En prélude à la Journée mondiale sans tabac (JMST) célébrée chaque 31 mai, un atelier de sensibilisation des médias s’est tenu au Centre La Vie, à l’hôpital central de Yaoundé, le vendredi 30 mai 2025. Cet atelier, organisé par le ministère de la Santé publique en collaboration avec le Réseau des médias africains pour la promotion de la santé et de l'environnement( REMAPSEN), visait à renforcer les capacités des professionnels de la communication et à mettre à nu les stratégies insidieuses de l’industrie du tabac, qui cible principalement les jeunes.
Le thème de l’édition 2025, « Produits du tabac et à base de nicotine : démasquons les tactiques de séduction de l’industrie du tabac », appelle à une prise de conscience collective face à la sophistication des méthodes de marketing utilisées pour banaliser, voire valoriser, l’usage du tabac.
Le Dr Marileine Kemme, médecin addictologue et experte en réduction des risques et dommages liés à l’usage des drogues, a livré une analyse sans détour :
« Les journées portes ouvertes sont un levier puissant pour rapprocher la population des acteurs de prévention. Elles permettent non seulement de sensibiliser sur les dangers du tabac, mais aussi de déconstruire les mythes qui entourent sa consommation, et de promouvoir des modes de vie plus sains.
Cette approche participative permet d’impliquer les jeunes – première cible de l’industrie du tabac –, mais aussi les familles, les éducateurs, et les leaders communautaires, dans une riposte coordonnée.

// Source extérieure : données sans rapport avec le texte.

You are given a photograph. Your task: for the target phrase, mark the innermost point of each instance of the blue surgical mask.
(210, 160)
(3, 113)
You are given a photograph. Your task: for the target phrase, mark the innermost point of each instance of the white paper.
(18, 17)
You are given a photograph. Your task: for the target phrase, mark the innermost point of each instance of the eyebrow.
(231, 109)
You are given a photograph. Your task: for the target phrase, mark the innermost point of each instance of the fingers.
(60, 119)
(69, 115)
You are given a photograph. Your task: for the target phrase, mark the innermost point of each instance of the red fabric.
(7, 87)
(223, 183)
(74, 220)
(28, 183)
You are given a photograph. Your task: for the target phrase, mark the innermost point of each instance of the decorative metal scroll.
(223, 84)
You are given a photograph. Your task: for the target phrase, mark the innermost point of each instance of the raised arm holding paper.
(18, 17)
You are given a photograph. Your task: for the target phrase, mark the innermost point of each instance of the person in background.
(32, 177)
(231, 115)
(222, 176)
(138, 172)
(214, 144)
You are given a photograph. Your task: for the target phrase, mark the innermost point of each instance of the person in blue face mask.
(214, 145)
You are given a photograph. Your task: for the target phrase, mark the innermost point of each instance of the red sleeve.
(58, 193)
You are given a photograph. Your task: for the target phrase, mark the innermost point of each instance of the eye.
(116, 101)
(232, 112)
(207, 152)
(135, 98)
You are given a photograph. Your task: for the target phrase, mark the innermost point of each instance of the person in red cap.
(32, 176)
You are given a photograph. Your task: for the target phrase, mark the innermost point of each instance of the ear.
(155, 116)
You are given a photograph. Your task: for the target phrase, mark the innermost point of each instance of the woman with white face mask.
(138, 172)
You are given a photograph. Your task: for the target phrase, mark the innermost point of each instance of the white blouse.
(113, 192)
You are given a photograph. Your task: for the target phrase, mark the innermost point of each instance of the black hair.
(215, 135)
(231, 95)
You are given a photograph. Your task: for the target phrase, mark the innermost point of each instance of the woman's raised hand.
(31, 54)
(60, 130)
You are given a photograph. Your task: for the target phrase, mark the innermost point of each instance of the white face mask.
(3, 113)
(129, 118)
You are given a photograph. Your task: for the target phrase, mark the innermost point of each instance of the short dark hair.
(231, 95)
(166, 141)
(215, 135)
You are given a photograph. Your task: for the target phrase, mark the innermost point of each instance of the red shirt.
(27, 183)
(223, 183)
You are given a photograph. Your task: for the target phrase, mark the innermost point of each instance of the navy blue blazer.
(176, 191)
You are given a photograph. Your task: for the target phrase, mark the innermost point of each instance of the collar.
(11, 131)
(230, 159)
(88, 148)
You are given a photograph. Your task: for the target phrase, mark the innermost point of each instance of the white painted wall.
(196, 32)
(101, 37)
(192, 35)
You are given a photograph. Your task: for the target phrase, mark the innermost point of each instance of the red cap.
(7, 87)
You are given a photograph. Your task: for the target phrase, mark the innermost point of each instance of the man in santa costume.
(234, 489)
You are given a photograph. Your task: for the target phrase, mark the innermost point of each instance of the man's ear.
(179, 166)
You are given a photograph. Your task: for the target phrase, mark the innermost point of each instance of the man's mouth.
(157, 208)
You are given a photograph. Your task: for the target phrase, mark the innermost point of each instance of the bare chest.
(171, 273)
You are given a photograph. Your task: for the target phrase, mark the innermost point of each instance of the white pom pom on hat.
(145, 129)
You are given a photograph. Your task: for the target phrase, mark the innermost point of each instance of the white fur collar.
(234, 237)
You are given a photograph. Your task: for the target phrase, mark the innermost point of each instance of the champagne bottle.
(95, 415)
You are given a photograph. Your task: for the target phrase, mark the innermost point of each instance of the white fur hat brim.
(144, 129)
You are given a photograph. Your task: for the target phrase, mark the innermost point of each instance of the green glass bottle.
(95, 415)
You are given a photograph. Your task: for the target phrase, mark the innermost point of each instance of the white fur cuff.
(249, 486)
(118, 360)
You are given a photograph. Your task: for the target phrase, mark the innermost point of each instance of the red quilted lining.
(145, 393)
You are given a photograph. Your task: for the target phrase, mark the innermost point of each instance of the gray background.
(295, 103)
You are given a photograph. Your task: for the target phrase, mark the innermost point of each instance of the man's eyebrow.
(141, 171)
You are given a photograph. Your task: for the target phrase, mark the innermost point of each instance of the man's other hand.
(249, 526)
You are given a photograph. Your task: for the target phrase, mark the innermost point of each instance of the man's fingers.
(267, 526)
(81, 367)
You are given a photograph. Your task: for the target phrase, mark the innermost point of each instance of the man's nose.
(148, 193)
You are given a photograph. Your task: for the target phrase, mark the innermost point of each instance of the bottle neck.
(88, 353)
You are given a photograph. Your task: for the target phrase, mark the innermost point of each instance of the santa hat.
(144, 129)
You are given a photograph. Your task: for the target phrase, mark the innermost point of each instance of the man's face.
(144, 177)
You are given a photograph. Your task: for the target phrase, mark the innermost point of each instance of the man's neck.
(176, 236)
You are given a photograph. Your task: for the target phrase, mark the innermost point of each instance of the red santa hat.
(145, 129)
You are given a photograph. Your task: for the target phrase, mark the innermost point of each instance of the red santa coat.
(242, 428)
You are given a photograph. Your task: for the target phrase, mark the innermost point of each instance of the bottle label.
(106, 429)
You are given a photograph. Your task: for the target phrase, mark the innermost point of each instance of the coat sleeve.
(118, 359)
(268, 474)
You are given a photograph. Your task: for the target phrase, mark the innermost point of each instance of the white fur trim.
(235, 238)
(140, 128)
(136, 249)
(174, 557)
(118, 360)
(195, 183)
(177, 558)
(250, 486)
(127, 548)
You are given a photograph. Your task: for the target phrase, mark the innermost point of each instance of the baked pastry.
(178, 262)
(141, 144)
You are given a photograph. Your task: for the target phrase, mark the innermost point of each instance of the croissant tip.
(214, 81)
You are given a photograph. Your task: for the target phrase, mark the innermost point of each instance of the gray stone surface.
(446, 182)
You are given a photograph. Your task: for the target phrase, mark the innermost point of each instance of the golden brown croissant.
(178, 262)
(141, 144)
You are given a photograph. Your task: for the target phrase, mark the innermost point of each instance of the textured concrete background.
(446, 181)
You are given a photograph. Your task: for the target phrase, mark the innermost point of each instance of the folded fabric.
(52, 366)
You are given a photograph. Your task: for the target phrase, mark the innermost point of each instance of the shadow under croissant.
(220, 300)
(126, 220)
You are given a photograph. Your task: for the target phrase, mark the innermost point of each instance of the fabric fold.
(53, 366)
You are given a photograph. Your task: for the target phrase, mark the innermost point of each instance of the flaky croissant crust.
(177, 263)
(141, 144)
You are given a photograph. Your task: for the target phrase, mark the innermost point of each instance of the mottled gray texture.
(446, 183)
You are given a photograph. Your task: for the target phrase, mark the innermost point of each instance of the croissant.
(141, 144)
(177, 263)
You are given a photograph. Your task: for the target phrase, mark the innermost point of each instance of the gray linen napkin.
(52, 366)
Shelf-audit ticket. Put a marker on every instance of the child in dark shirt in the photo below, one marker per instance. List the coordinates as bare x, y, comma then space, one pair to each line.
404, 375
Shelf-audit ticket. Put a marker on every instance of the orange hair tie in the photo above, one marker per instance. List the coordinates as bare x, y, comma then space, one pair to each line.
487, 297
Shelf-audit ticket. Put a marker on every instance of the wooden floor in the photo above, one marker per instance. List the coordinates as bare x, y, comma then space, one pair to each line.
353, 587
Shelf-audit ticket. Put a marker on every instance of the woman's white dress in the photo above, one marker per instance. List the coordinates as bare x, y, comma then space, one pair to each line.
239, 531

Elle renforce aussi les partenariats entre secteurs public, privé et société civile.
Les médias, en particulier, sont au cœur du dispositif : ce sont des acteurs clés dans la diffusion des messages de santé publique, grâce à leur capacité à vulgariser l’information à travers la radio, la télévision, la presse écrite ou les réseaux sociaux.
Ils jouent un rôle décisif pour déconstruire les fausses croyances promues par la publicité, et mettre en lumière des figures inspirantes, comme des anciens fumeurs ou des experts en santé.
Au Cameroun, les médias communautaires, les blogueurs et influenceurs, ou encore les radios de proximité sont des canaux stratégiques, notamment auprès des jeunes et des populations vulnérables.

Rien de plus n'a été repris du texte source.